Wysiadłem z kabiny i bez wdawania się w szczegóły wyjaśniłem, w czym rzecz. Potem zabraliśmy się do układania poszczególnych elementów. Grześkowiak i Młody zajęli się przęsłem, Kleczko, Łoban i Kaśka wjazdem na nie. Szamocki był na tyle przewidujący, że umieścił w schowku jelcza składaną miarkę, więc próbowałem uchronić ręce dziewczyny, wyznaczając ją do pomiarów. Nie wyszło: w którymś momencie wzięła się do przenoszenia betonowych połamańców.
Kiedy wróciła sztaplarka, lewa strona mostu była prawie gotowa, a po prawej Młody wnosił pierwsze belki na sklejone bokami kratownice. Jak na debiutantów, byliśmy nieźli.
Szamocki zrzucił ładunek i zawrócił w stronę baraków. Grześkowiak podwiesił pod hak ceową prowadnicę, zaczął naprowadzać ją na właściwe miejsce.
– Trzeba przywiązać belki! – wskazałem zwój drutu, zalegający przód platformy jelcza. – Te pierwsze przynajmniej! Nie mają prawa się przesunąć!
Żuraw hałasował, musiałem pokrzykiwać. Zrozumiało i ruszyło się dwoje – Kaśka i Łoban – ale kombinerki były jedne, więc dziewczyna zaraz potem zawróciła i dalej układała skośny podjazd z co mniejszych kawałków betonu. Mocowaniem belek zajął się Łoban.
– Kleczko, na tamten brzeg! – Student lekko machnął lufą. Ubrany w piżamę blondynek błyskawicznie puścił niesioną płytę; niewiele brakowało, byśmy mieli na karku następnego rannego w nogę. Odcinający drut Łoban przegradzał mu drogę, więc niewiele myśląc, biegiem, rzucił się po skarpie w dół. Przesadził kanał, potknął się, padł tuż przy brzegu, mocząc nie tylko spodnie, lecz i połowę bluzy.

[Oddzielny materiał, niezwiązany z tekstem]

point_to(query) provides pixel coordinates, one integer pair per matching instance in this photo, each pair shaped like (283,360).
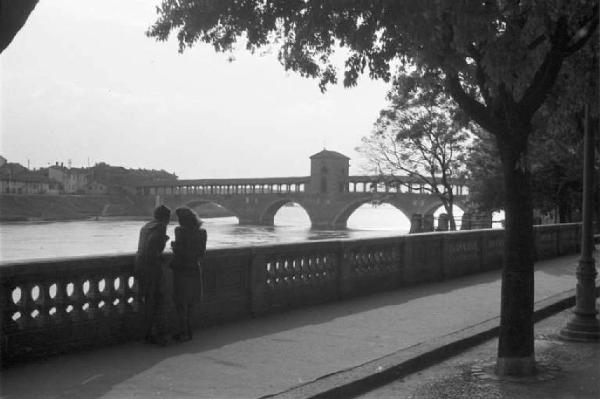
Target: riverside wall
(59,305)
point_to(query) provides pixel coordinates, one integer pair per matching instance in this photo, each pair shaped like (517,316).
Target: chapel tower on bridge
(329,172)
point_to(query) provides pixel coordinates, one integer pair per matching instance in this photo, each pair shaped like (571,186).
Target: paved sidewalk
(566,370)
(265,356)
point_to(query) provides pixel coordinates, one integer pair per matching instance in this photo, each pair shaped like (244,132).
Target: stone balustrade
(53,306)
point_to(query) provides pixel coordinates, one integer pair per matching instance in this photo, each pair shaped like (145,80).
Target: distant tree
(498,59)
(13,15)
(420,137)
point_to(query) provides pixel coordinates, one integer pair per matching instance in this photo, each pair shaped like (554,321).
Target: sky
(81,83)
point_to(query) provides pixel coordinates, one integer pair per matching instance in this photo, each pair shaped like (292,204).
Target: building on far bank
(17,179)
(73,180)
(96,188)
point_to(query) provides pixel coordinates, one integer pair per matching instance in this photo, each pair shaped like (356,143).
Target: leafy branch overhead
(498,59)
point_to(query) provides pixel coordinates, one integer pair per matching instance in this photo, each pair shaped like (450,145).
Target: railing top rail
(78,264)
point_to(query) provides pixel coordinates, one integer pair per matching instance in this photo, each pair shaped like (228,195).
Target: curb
(368,376)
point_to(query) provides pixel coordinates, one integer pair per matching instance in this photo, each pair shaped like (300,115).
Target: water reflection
(80,238)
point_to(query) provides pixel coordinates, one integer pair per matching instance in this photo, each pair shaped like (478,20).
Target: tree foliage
(421,137)
(498,59)
(13,15)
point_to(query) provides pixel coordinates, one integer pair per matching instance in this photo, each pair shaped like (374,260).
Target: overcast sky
(82,81)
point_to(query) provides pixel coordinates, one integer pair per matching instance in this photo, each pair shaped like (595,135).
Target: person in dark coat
(148,266)
(189,248)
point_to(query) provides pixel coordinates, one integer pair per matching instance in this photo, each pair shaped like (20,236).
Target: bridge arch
(341,219)
(432,207)
(267,217)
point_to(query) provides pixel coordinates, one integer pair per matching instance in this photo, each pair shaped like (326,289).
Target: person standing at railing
(189,248)
(149,264)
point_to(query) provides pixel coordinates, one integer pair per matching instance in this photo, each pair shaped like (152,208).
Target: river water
(20,241)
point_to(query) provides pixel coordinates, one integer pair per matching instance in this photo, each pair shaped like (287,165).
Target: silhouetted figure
(148,265)
(189,248)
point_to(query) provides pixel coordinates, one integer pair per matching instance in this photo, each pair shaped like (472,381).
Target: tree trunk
(515,347)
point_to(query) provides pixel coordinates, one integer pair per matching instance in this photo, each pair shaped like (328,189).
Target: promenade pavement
(568,370)
(269,355)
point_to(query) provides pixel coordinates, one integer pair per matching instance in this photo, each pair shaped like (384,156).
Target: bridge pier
(416,223)
(428,222)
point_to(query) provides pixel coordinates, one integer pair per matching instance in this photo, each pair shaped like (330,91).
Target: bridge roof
(249,180)
(404,179)
(329,154)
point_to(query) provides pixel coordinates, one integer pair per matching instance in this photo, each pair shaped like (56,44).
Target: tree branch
(477,111)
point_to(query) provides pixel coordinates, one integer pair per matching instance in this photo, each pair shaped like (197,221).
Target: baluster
(60,302)
(93,297)
(117,294)
(42,303)
(77,299)
(25,307)
(131,293)
(8,308)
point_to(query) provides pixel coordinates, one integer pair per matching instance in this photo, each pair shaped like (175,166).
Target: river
(21,241)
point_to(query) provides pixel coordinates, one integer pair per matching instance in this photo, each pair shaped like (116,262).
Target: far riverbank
(35,208)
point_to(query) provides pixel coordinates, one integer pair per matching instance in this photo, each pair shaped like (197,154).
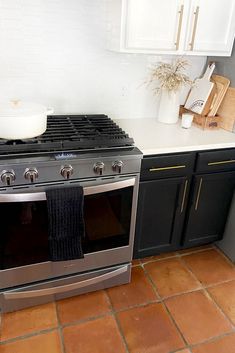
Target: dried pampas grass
(169,77)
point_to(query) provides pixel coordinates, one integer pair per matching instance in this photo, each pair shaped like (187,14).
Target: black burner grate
(72,132)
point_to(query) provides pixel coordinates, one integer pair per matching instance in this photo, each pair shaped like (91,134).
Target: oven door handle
(89,190)
(64,288)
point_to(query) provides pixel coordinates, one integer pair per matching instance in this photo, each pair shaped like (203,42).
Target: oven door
(109,215)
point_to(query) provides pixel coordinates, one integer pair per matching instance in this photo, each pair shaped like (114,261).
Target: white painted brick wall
(54,52)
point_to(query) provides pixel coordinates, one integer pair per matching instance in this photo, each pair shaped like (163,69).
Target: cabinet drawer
(166,166)
(223,160)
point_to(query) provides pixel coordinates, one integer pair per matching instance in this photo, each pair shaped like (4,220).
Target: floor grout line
(29,335)
(219,308)
(170,316)
(117,322)
(159,299)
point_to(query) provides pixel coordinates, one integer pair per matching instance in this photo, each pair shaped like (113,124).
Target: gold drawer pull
(180,12)
(198,195)
(222,162)
(184,194)
(167,168)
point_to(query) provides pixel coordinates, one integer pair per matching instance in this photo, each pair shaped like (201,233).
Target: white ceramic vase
(168,111)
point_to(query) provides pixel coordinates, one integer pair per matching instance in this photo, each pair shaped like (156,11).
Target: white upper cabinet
(193,27)
(211,27)
(150,27)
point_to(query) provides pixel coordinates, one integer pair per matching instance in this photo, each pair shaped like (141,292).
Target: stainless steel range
(80,150)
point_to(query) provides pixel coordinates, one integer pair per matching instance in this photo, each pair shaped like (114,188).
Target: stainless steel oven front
(109,215)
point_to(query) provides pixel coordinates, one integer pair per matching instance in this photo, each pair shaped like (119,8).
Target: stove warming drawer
(57,289)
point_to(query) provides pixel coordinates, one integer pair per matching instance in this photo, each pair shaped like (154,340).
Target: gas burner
(18,142)
(71,132)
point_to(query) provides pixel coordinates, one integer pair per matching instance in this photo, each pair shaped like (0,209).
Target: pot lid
(17,108)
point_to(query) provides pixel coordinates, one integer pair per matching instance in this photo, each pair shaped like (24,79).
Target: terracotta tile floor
(181,302)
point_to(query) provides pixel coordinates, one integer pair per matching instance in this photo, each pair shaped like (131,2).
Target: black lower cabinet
(160,215)
(184,200)
(209,206)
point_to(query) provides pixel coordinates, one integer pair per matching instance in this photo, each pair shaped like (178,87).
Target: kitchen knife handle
(196,13)
(180,12)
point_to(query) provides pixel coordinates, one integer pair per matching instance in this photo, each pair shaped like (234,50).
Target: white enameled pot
(22,120)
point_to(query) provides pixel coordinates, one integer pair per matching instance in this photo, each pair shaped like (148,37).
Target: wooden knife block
(202,121)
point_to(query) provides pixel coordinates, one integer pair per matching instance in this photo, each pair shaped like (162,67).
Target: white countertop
(152,137)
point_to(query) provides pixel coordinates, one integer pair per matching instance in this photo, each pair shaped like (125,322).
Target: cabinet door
(211,27)
(153,24)
(160,215)
(211,198)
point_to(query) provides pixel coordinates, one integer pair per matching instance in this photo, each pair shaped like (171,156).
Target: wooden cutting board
(200,92)
(227,110)
(221,86)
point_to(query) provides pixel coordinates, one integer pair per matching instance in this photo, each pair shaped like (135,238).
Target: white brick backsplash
(54,52)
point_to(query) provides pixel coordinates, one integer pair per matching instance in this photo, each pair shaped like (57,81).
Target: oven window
(24,236)
(107,220)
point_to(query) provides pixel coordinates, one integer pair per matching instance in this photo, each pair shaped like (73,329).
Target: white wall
(54,52)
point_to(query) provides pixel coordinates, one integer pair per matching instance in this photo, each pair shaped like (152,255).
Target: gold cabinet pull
(196,13)
(184,195)
(180,12)
(198,194)
(167,168)
(222,162)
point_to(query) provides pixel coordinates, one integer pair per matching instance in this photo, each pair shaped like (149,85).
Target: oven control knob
(31,174)
(117,166)
(66,171)
(99,168)
(8,177)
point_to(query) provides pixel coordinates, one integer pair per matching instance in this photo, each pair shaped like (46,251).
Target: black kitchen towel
(65,222)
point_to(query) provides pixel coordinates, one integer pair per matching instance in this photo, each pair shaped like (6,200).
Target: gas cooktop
(71,132)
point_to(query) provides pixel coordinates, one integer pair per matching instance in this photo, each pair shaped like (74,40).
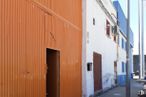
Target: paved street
(120,91)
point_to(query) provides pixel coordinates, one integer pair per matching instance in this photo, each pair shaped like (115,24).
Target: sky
(134,21)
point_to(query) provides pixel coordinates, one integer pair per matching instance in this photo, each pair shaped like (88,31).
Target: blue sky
(134,20)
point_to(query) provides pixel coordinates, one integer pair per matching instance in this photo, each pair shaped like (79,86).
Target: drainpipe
(128,52)
(141,41)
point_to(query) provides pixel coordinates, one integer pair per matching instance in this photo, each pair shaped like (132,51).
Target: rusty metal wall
(27,28)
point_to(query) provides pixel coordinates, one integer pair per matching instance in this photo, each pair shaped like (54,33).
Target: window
(107,28)
(123,67)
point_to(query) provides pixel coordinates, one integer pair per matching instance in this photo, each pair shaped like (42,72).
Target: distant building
(100,41)
(122,23)
(40,48)
(136,63)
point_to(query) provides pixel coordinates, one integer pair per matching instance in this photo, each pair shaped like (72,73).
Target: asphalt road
(121,92)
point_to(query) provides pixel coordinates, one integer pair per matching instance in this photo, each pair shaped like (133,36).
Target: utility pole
(141,40)
(128,94)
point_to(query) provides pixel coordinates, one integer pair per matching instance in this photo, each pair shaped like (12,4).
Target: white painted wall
(122,55)
(98,41)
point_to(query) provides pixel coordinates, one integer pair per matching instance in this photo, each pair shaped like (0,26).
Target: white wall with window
(100,39)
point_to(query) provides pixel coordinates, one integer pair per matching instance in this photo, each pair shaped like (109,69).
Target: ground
(120,91)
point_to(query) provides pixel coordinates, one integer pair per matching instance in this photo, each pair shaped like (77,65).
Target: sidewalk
(120,91)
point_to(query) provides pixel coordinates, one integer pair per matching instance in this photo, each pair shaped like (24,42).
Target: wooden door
(53,73)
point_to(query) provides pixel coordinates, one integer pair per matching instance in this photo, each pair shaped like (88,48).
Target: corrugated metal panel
(26,30)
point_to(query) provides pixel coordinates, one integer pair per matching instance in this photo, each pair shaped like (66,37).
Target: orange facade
(27,28)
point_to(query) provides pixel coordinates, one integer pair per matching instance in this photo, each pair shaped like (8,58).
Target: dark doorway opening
(97,61)
(53,73)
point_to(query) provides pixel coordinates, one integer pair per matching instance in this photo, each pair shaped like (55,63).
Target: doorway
(97,61)
(53,73)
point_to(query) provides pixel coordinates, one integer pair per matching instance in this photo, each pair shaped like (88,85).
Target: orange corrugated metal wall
(27,28)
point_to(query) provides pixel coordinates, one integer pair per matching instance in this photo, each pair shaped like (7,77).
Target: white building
(101,51)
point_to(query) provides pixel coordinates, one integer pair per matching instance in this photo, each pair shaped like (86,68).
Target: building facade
(99,46)
(122,23)
(40,48)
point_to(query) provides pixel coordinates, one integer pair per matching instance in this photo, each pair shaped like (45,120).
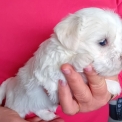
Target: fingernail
(62,83)
(66,71)
(88,69)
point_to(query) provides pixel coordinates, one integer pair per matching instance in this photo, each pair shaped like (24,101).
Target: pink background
(24,24)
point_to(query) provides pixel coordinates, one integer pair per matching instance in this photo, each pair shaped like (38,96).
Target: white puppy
(91,35)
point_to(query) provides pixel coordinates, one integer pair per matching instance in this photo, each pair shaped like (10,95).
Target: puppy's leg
(45,115)
(113,87)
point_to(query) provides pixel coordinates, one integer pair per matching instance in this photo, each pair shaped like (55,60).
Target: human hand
(8,115)
(76,96)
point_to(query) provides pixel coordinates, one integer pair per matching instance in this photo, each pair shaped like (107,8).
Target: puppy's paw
(113,87)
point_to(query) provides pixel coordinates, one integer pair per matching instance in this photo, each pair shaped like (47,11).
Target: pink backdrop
(24,24)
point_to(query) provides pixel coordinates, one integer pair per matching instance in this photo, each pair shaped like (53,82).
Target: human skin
(84,97)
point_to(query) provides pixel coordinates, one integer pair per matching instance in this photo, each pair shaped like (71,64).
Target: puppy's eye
(103,42)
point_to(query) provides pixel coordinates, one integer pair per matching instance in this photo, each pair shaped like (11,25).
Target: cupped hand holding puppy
(85,97)
(8,115)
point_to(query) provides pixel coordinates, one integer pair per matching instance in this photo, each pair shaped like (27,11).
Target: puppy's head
(96,33)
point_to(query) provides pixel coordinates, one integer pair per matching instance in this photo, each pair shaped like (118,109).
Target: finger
(97,83)
(79,89)
(68,104)
(57,120)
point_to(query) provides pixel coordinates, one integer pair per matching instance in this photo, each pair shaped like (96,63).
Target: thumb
(96,83)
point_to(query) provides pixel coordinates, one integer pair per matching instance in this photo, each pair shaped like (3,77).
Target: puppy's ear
(67,32)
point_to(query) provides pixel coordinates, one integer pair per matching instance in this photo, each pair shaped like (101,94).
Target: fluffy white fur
(76,41)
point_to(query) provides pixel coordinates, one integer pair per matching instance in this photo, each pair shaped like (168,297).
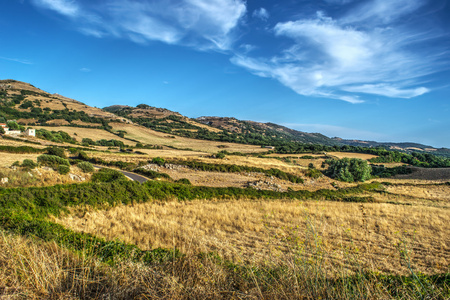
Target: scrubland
(380,241)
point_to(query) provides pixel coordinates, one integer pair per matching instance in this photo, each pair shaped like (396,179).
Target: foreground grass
(253,230)
(31,269)
(54,262)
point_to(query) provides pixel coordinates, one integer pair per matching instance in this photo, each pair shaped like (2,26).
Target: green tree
(349,169)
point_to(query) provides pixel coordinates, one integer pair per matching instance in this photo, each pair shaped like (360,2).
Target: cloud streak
(21,61)
(340,59)
(68,8)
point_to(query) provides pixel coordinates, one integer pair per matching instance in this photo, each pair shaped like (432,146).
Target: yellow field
(148,136)
(351,155)
(7,159)
(18,143)
(372,234)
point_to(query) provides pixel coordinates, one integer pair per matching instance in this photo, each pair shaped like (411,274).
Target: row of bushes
(237,169)
(21,149)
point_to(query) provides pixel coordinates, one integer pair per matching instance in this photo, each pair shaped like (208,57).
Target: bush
(52,161)
(220,155)
(183,181)
(82,155)
(86,167)
(108,175)
(63,169)
(57,152)
(159,161)
(29,164)
(313,173)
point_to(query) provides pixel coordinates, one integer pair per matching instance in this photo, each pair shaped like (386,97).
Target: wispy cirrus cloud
(342,59)
(202,24)
(261,13)
(18,60)
(68,8)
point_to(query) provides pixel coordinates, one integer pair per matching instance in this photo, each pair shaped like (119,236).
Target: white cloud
(332,60)
(18,60)
(202,24)
(261,13)
(382,11)
(68,8)
(387,90)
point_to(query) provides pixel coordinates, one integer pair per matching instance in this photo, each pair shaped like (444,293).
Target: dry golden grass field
(7,159)
(79,133)
(18,143)
(356,235)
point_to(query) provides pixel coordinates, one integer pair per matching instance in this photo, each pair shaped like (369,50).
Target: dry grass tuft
(255,231)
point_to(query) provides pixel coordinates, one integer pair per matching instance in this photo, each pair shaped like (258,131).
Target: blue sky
(363,69)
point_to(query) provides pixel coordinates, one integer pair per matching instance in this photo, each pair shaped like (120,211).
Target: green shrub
(152,174)
(57,152)
(220,155)
(86,167)
(82,155)
(349,169)
(63,169)
(52,160)
(313,173)
(29,164)
(159,161)
(108,175)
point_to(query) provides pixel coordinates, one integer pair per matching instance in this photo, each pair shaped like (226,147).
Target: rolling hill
(32,106)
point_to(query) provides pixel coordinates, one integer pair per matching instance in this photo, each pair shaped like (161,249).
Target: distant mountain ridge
(30,105)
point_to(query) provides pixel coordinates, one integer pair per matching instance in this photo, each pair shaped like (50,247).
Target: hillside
(269,130)
(404,146)
(32,106)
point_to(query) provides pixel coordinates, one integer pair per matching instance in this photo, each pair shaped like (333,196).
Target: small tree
(57,152)
(348,169)
(159,161)
(29,164)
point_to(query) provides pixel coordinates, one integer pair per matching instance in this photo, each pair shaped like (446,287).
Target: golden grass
(40,177)
(428,192)
(256,230)
(351,155)
(17,143)
(7,159)
(79,133)
(149,136)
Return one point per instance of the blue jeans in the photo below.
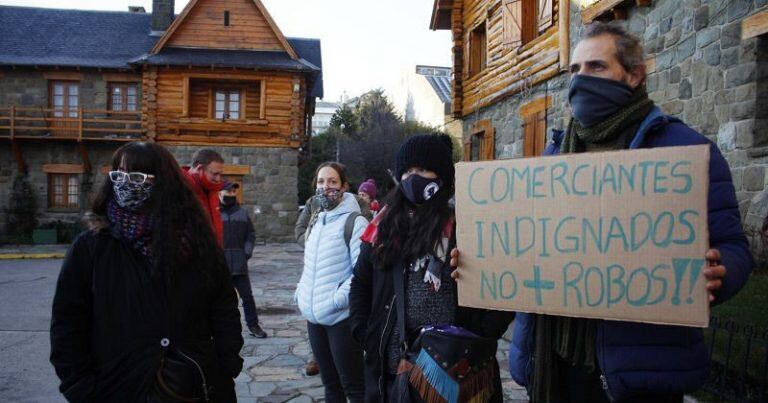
(242, 284)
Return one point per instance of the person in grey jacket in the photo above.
(238, 247)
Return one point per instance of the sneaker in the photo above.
(257, 332)
(312, 368)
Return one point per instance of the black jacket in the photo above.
(239, 237)
(373, 312)
(109, 315)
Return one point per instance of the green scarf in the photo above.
(561, 340)
(577, 137)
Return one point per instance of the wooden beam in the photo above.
(63, 75)
(754, 25)
(19, 157)
(536, 106)
(84, 155)
(227, 76)
(564, 33)
(237, 170)
(263, 100)
(601, 7)
(63, 168)
(121, 77)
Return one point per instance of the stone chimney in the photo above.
(162, 15)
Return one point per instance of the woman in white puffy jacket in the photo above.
(330, 252)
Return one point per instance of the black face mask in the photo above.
(593, 99)
(229, 201)
(418, 189)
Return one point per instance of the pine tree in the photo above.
(22, 209)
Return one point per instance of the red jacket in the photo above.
(208, 194)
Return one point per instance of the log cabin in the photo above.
(75, 85)
(706, 64)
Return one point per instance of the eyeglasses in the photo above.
(137, 178)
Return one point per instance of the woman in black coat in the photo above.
(404, 260)
(144, 310)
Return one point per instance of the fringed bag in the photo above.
(447, 364)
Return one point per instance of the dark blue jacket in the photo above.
(637, 357)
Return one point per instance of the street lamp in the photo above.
(338, 142)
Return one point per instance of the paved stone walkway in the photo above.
(274, 367)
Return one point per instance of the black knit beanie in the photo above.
(428, 151)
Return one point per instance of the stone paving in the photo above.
(274, 367)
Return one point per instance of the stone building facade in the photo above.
(702, 68)
(78, 84)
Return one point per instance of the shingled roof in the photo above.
(120, 40)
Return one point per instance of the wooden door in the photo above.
(64, 103)
(535, 139)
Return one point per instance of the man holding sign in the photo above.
(631, 246)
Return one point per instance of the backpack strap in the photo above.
(349, 227)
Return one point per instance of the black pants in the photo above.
(242, 284)
(340, 360)
(585, 387)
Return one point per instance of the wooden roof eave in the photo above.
(439, 8)
(178, 21)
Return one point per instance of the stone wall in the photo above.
(271, 186)
(29, 88)
(701, 71)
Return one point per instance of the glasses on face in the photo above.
(137, 178)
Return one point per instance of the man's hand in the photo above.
(714, 272)
(455, 263)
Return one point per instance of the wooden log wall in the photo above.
(149, 103)
(283, 109)
(509, 69)
(204, 27)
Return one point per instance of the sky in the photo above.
(366, 44)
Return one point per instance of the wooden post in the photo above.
(84, 156)
(564, 35)
(13, 120)
(263, 99)
(185, 96)
(80, 124)
(19, 158)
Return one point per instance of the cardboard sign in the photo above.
(613, 235)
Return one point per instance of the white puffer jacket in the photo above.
(323, 290)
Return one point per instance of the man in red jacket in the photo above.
(205, 178)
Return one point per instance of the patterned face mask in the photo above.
(328, 198)
(132, 196)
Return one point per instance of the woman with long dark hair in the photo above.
(402, 282)
(144, 309)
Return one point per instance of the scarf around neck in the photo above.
(635, 111)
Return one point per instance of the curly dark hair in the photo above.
(400, 236)
(182, 230)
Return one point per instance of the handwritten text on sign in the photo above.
(616, 235)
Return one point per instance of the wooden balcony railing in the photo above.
(72, 124)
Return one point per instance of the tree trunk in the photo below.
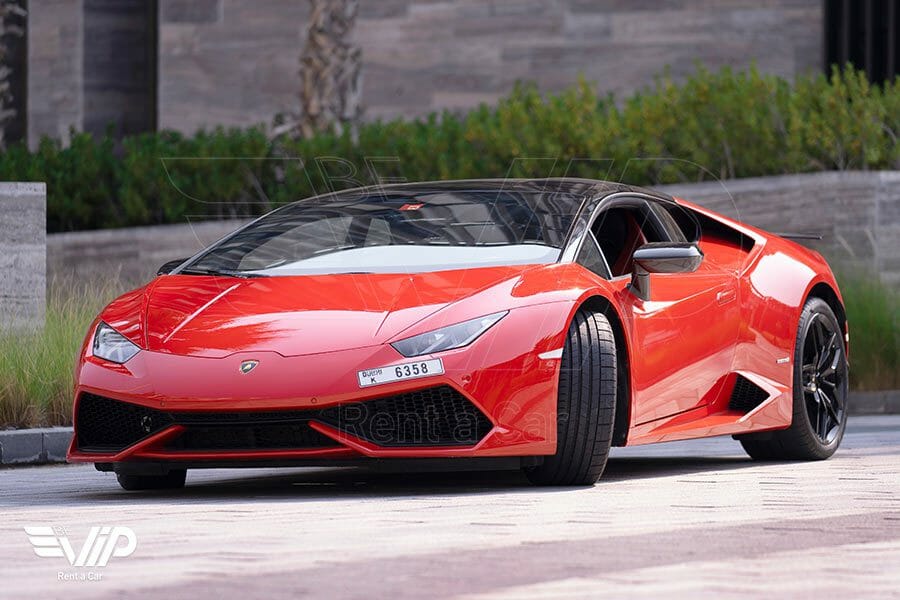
(330, 69)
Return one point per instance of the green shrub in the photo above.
(713, 125)
(873, 312)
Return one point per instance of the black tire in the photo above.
(586, 405)
(808, 437)
(172, 480)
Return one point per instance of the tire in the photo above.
(586, 405)
(807, 438)
(172, 480)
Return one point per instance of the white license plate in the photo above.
(413, 370)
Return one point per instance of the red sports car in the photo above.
(488, 323)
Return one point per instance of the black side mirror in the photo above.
(662, 257)
(170, 266)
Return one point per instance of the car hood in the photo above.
(212, 316)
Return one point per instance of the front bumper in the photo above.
(496, 398)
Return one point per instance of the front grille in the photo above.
(271, 436)
(746, 395)
(438, 416)
(106, 425)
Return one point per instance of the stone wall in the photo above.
(858, 214)
(235, 62)
(131, 255)
(55, 46)
(23, 217)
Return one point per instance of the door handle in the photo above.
(726, 296)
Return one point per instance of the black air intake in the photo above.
(107, 425)
(746, 395)
(438, 416)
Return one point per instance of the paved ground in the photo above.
(686, 519)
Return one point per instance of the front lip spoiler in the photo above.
(351, 446)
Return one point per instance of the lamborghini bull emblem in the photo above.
(248, 365)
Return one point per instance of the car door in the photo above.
(684, 335)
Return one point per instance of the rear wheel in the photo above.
(586, 405)
(820, 392)
(172, 480)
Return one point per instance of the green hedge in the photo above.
(714, 125)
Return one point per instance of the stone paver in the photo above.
(688, 519)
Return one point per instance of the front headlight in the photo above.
(447, 338)
(111, 345)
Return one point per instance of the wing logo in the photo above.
(102, 543)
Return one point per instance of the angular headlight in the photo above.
(447, 338)
(111, 345)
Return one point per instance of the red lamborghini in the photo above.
(525, 323)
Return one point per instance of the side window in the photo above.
(622, 229)
(679, 224)
(590, 257)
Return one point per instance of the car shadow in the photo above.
(343, 483)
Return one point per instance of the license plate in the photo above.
(413, 370)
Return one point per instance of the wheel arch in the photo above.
(603, 305)
(827, 293)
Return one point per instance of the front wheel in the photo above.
(820, 392)
(586, 405)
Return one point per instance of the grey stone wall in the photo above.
(23, 275)
(858, 213)
(55, 45)
(235, 62)
(131, 255)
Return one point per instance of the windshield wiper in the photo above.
(219, 272)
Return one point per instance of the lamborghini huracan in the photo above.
(529, 324)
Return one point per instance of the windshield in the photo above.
(391, 232)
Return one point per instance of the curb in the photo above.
(34, 446)
(49, 445)
(885, 402)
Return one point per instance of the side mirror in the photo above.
(170, 266)
(662, 257)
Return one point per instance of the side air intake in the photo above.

Stał potem, oblepiony mokrą piżamą, dygotał i czekał na paletę z gruzem. Zjazd z przęsła nie wymagał tyle materiału i pracy co wjazd, ale – przynajmniej jeśli chodzi o ciężarówkę – był potrzebny. Nim nadjechał star, zdążyłem przełożyć co trzeba na przeciwległy przyczółek, odprowadzić jelcza na bok i pomóc Kaśce przy paru płytach.
– Ma któryś zawodowe prawo jazdy? – wychylił się z szoferki Szamocki.
Na chwilę zamroził cały ruch. Jeden Kleczko uwijał się jak w ukropie, ale, póki co, przypisałem to przemoczonemu ubraniu. Było zimno, a wysiłek rozgrzewa. Patrz: Kaśka. Stała z twarzą mokrą od potu, wyraźnie zadyszana, ssała skaleczoną dłoń i zerkała w moją stronę.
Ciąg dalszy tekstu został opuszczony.